Oía con asombro su historia. Sabía que era viudo desde hacía muchos años, pero jamás nadie me contó nada acerca de su vida marital. Jawdar abría la ventana de su proverbial discreción. Me sentí aún más cercano a él. Yo era víctima de temores sociales y de las apariencias, me iba a casar sin amor, y también compartía pasión con una prostituta. Sus labios volvieron a abrirse.

—Jasmina me dijo que abandonaría la profesión. No podía estar en brazos de otros hombres. Y fue entonces cuando le pedí que siguiera ejerciendo su oficio, que yo la quería tal y como era. Ni yo mismo comprendí bien por qué hacía eso. Esa sería mi verdadera muestra de amor, pensé. «Como tu madre y Alawán», me comentó. «Sí», le respondí. «Como mi madre y Alawán». Después, rompí a llorar como un niño entre sus brazos. Con la profunda sabiduría que encierran las mujeres, entre besos y caricias, me prometió que seguiría en su oficio, pero que lo dejaría en cuanto se lo pidiese. Ya ves, Abu Isaq. Yo, que tanto desprecié a Alawán, terminé convirtiéndome en continuador de sus miserias.

Acaricié la mano de Jawdar. Sabía de su esfuerzo por hablar y por sincerarse.
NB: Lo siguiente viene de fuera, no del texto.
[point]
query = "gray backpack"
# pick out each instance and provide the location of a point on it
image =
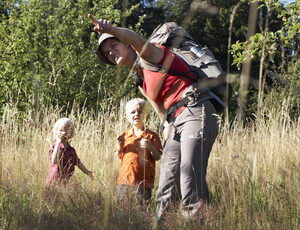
(207, 71)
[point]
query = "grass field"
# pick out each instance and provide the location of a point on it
(253, 175)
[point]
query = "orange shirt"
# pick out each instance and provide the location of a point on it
(137, 166)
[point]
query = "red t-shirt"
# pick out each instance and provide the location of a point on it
(137, 166)
(167, 87)
(68, 160)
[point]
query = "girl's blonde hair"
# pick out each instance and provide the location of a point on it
(61, 123)
(138, 101)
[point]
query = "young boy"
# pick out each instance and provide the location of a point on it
(138, 148)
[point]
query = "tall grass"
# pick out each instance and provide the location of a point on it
(253, 175)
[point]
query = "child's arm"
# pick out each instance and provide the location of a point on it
(55, 154)
(85, 170)
(155, 153)
(120, 146)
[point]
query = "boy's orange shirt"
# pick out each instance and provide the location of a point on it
(137, 166)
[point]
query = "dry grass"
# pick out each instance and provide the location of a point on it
(253, 175)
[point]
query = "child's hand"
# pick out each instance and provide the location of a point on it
(90, 175)
(145, 144)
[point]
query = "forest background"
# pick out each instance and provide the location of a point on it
(48, 69)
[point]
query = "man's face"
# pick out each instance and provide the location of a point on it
(116, 51)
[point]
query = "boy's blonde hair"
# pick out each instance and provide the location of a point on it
(62, 122)
(138, 101)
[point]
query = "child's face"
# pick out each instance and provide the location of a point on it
(64, 133)
(135, 116)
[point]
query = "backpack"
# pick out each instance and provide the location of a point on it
(208, 73)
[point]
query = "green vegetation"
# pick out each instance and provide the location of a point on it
(253, 176)
(48, 70)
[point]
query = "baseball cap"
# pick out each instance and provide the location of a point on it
(99, 53)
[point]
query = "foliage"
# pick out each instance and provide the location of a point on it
(47, 54)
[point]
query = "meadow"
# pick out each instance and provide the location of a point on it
(253, 174)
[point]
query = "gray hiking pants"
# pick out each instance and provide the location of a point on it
(186, 152)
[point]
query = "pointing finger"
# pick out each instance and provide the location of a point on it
(93, 19)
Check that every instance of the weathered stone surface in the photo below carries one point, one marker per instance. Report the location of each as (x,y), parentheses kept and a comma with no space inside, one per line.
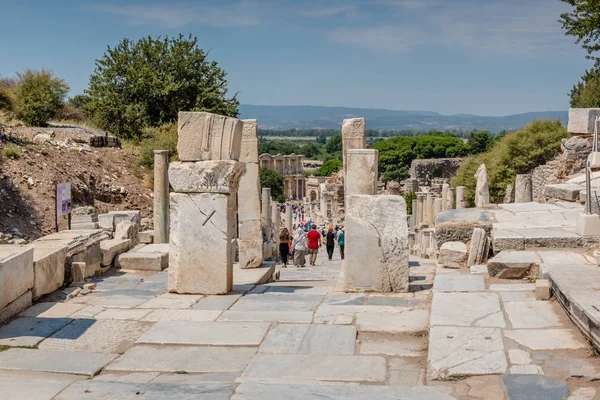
(205,136)
(467,309)
(310,339)
(200,256)
(76,363)
(192,359)
(361,172)
(48,268)
(213,176)
(31,389)
(16,272)
(582,120)
(262,391)
(457,352)
(206,333)
(510,264)
(453,254)
(307,367)
(97,390)
(377,243)
(533,387)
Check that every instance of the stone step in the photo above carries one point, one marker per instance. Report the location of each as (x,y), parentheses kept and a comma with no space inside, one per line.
(60,362)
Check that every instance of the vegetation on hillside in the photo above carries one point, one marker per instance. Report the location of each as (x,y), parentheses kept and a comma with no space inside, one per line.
(515,153)
(143,83)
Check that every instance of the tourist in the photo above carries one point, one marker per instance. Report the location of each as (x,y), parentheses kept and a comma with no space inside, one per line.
(314,242)
(284,246)
(330,242)
(299,246)
(341,241)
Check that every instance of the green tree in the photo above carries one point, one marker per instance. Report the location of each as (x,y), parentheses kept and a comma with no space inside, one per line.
(146,83)
(38,96)
(274,180)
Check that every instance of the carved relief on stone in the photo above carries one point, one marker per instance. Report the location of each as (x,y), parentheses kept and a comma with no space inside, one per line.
(218,176)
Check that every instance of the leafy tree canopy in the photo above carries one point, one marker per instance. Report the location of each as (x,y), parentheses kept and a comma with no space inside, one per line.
(147,82)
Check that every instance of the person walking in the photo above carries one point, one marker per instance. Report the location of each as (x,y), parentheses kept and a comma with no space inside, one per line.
(284,246)
(299,244)
(314,242)
(330,242)
(341,241)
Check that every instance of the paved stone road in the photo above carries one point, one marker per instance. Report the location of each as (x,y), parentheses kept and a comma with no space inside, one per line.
(297,338)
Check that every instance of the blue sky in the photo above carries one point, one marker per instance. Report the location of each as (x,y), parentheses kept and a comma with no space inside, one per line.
(486,57)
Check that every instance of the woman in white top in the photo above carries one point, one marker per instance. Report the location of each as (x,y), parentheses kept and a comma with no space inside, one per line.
(300,245)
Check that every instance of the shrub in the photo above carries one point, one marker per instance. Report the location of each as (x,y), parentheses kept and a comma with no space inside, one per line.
(39,96)
(515,153)
(161,138)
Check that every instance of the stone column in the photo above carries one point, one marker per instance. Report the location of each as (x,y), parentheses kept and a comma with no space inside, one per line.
(429,209)
(460,197)
(450,199)
(361,172)
(523,189)
(445,188)
(203,204)
(161,196)
(353,137)
(249,223)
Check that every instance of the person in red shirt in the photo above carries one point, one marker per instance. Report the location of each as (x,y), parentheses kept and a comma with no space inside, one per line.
(314,242)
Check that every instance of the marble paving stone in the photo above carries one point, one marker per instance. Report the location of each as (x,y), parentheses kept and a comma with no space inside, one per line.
(531,314)
(546,339)
(217,302)
(302,317)
(309,368)
(102,335)
(117,313)
(263,391)
(182,315)
(191,359)
(310,339)
(52,310)
(401,321)
(60,362)
(96,390)
(29,331)
(458,283)
(206,333)
(534,387)
(31,389)
(460,351)
(171,300)
(467,309)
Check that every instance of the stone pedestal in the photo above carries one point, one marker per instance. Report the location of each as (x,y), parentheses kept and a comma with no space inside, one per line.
(361,172)
(523,189)
(376,244)
(161,196)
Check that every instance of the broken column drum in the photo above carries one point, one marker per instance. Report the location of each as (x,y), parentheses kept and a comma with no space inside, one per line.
(203,205)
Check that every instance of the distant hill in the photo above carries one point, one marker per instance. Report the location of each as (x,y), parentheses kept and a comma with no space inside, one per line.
(306,117)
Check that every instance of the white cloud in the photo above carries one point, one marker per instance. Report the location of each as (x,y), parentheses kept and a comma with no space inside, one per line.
(176,16)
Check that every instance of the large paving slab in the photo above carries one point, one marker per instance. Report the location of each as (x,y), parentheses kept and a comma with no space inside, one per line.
(546,339)
(310,339)
(31,389)
(311,368)
(29,331)
(458,283)
(456,352)
(61,362)
(102,335)
(262,391)
(206,333)
(96,390)
(191,359)
(467,309)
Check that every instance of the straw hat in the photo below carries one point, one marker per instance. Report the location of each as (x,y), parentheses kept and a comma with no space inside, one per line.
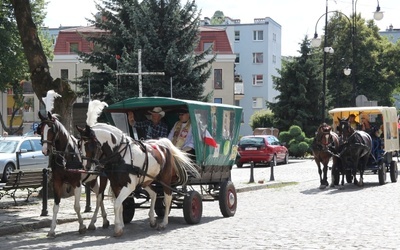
(157,110)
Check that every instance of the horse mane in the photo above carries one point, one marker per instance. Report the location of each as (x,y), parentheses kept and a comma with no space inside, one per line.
(94,110)
(49,100)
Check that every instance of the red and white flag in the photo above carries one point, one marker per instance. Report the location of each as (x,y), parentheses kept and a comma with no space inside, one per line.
(209,140)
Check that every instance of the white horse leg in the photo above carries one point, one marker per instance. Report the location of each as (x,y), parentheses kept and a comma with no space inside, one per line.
(118,209)
(153,197)
(92,225)
(77,207)
(53,225)
(167,201)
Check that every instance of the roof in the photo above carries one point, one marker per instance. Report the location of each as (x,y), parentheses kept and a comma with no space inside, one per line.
(369,109)
(142,102)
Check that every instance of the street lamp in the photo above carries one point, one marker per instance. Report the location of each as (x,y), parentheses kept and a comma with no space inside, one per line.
(378,15)
(76,73)
(316,42)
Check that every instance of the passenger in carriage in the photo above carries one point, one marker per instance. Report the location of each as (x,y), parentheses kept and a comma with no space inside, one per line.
(352,121)
(154,128)
(181,134)
(365,124)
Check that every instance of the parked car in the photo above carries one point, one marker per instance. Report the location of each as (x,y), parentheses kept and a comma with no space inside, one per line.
(30,154)
(265,149)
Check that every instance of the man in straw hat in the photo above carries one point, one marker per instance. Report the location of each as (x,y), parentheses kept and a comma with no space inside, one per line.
(154,128)
(181,134)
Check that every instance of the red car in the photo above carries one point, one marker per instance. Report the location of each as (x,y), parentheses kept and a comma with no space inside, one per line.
(261,149)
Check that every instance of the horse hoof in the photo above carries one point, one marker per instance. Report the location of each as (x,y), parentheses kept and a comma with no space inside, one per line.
(119,233)
(160,228)
(106,224)
(82,230)
(51,235)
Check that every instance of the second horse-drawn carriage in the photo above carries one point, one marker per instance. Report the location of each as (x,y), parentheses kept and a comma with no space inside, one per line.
(378,143)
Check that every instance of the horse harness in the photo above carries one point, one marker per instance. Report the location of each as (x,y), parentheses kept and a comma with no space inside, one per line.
(108,166)
(330,142)
(115,160)
(52,143)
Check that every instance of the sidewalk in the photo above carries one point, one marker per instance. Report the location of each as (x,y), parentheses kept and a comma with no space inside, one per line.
(25,216)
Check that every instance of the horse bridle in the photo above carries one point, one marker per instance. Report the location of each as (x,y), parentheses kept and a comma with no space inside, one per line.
(51,143)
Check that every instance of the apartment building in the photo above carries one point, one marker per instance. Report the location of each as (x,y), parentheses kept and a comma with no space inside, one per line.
(257,47)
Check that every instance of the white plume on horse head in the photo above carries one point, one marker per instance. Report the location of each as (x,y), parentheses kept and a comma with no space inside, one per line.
(94,110)
(49,100)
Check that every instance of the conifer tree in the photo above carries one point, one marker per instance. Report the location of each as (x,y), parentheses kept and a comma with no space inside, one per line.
(167,35)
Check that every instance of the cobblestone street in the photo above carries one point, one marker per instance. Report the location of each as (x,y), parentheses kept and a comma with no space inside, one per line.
(296,215)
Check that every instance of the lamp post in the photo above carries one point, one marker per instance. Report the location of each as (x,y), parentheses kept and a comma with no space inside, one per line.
(316,42)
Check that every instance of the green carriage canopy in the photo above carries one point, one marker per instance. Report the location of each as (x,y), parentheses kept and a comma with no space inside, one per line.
(220,122)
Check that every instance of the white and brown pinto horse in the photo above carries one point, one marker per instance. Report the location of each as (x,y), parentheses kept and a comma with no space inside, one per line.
(128,163)
(66,169)
(324,147)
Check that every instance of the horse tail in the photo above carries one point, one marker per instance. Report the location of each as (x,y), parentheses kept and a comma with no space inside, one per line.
(183,163)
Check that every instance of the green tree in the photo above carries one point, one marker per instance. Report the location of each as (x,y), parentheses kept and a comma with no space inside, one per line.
(167,34)
(13,62)
(37,58)
(262,119)
(218,18)
(300,87)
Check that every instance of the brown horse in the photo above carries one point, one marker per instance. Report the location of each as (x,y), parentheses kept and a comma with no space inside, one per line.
(324,146)
(129,164)
(66,166)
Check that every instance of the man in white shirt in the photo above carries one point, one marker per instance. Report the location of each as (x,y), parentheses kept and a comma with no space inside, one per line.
(181,134)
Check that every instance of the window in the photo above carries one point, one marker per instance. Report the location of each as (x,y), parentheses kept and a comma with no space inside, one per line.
(237,36)
(217,78)
(258,80)
(258,57)
(257,102)
(207,45)
(237,59)
(258,35)
(73,48)
(85,73)
(217,100)
(26,145)
(64,74)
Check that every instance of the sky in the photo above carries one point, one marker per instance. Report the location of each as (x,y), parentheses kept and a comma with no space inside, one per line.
(297,18)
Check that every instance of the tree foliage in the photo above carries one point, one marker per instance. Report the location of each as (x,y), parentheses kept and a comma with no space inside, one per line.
(262,119)
(167,35)
(14,68)
(36,57)
(374,62)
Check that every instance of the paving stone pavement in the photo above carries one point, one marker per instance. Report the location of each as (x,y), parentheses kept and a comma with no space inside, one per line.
(292,214)
(26,215)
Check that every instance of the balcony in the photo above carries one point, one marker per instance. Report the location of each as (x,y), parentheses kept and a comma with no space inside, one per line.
(239,90)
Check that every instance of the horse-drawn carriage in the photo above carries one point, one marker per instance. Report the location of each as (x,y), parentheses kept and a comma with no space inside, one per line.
(208,120)
(383,137)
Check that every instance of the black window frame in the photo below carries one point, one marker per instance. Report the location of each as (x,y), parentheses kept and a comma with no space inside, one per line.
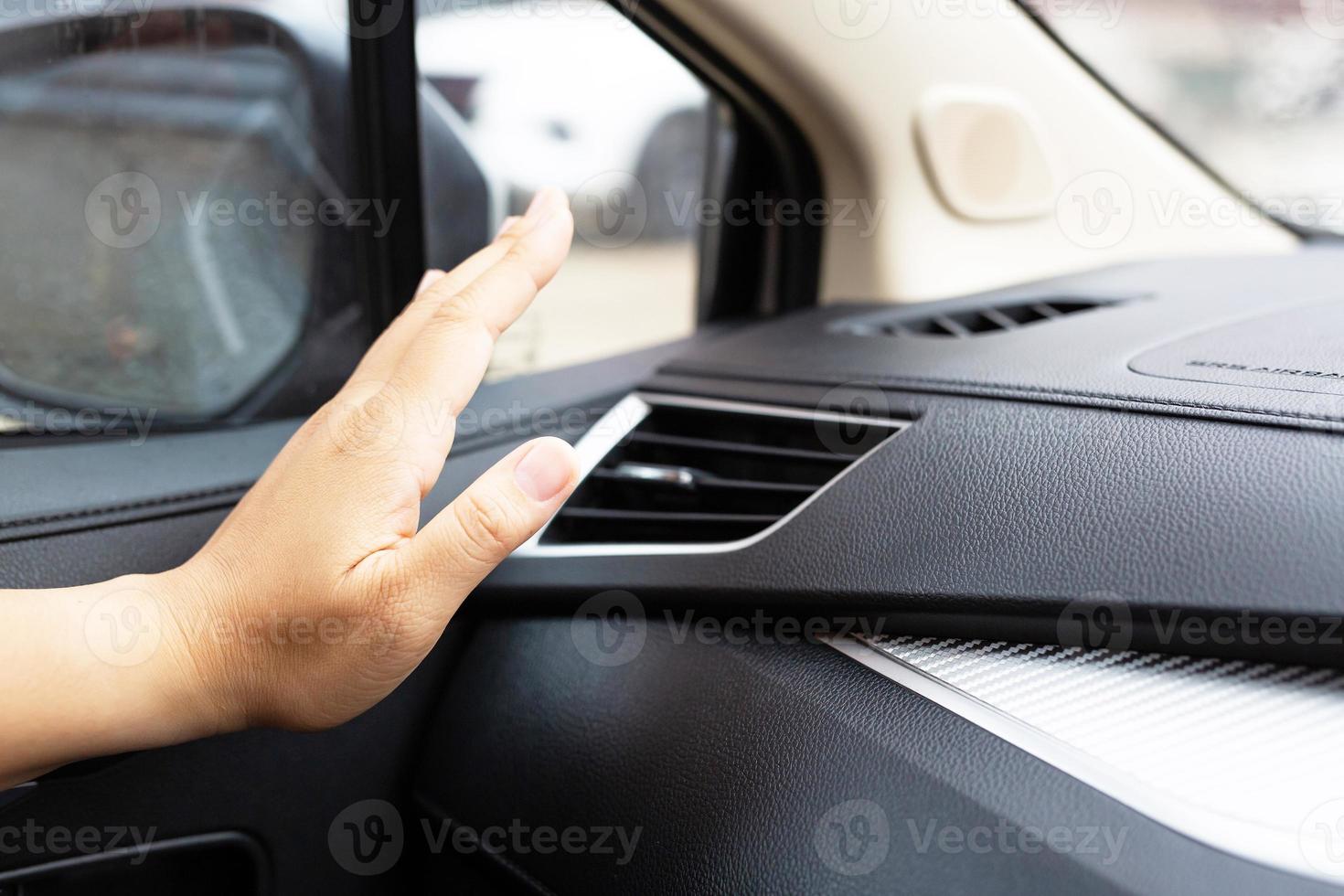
(752,271)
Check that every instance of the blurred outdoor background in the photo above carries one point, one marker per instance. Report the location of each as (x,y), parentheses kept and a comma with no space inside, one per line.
(1253,88)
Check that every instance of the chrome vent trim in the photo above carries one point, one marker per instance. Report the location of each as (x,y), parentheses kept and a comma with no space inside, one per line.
(634,410)
(1241,756)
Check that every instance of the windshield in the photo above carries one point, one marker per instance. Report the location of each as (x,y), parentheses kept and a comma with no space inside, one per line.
(1253,88)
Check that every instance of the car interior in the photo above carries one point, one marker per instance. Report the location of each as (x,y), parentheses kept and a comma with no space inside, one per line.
(957,386)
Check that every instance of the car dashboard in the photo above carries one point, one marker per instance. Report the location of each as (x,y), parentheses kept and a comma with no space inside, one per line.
(1027,592)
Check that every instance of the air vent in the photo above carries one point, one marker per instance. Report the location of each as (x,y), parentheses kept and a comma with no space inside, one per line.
(688,472)
(972,321)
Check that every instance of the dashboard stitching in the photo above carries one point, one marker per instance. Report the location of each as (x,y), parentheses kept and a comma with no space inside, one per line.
(122,508)
(998,391)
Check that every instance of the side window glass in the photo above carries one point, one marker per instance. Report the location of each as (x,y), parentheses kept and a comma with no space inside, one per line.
(571,93)
(177,231)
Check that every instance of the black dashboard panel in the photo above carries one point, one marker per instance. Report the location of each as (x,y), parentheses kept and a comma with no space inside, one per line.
(534,735)
(1085,359)
(1041,470)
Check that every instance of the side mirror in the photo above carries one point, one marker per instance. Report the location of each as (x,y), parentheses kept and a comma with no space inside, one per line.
(179,226)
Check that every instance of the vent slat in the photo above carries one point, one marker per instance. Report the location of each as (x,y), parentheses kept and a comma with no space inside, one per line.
(737,448)
(975,321)
(688,475)
(671,518)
—Una tarde, Jasmina me confesó que estaba embarazada. Me dijo que creía que el hijo era mío, aunque no lo podía asegurar. Le creí. En esa ocasión fue ella la que lloró. «No te preocupes —la consolé—, a tu hijo nada le faltará». Todo se complicaba, y tuve que hacer un gran esfuerzo para que mi propio desorden no afectara a la marcha de una notaría próspera. En esto, mi esposa Adiba enfermó y nada pudimos hacer por salvar su vida. Llamé a los más reputados médicos de Granada, pero con su ciencia no pudieron alterar los designios del destino. Lloré en su entierro ante mi mayor fracaso. Despedía a una mujer a la que no supe amar ni hacer feliz. Tras su entierro, me refugié en los brazos de Jasmina, hasta que la prominencia de su vientre nos recomendó atemperar nuestro ímpetu. Sufrí por aquel entonces una profunda crisis personal, al no poder soportar la dislexia que me causaba el mantener la imagen de honrado notario, severo y justo, durante el día, y amante de una prostituta por la noche. Sería, además, padre de un hijo secreto. Incapaz de mantener la farsa por mucho tiempo, me planteé abiertamente el hacer pública la situación, pero fue la misma Jasmina la que me disuadió de mi locura: «Perderás tu honorabilidad y tu clientela. A los comerciantes de la Alcaicería no les gustará descubrir que convives con una prostituta, a la que dejaste preñada antes de que muriera tu mujer. No seas loco, nada ganarás con ello. Cada sociedad tiene sus leyes, y si quieres vivir en ella, debes cumplirlas. Y las de las apariencias son de las más importantes. Sigue con tu juego de prestigioso notario. Será mejor para todos, también para tu hijo».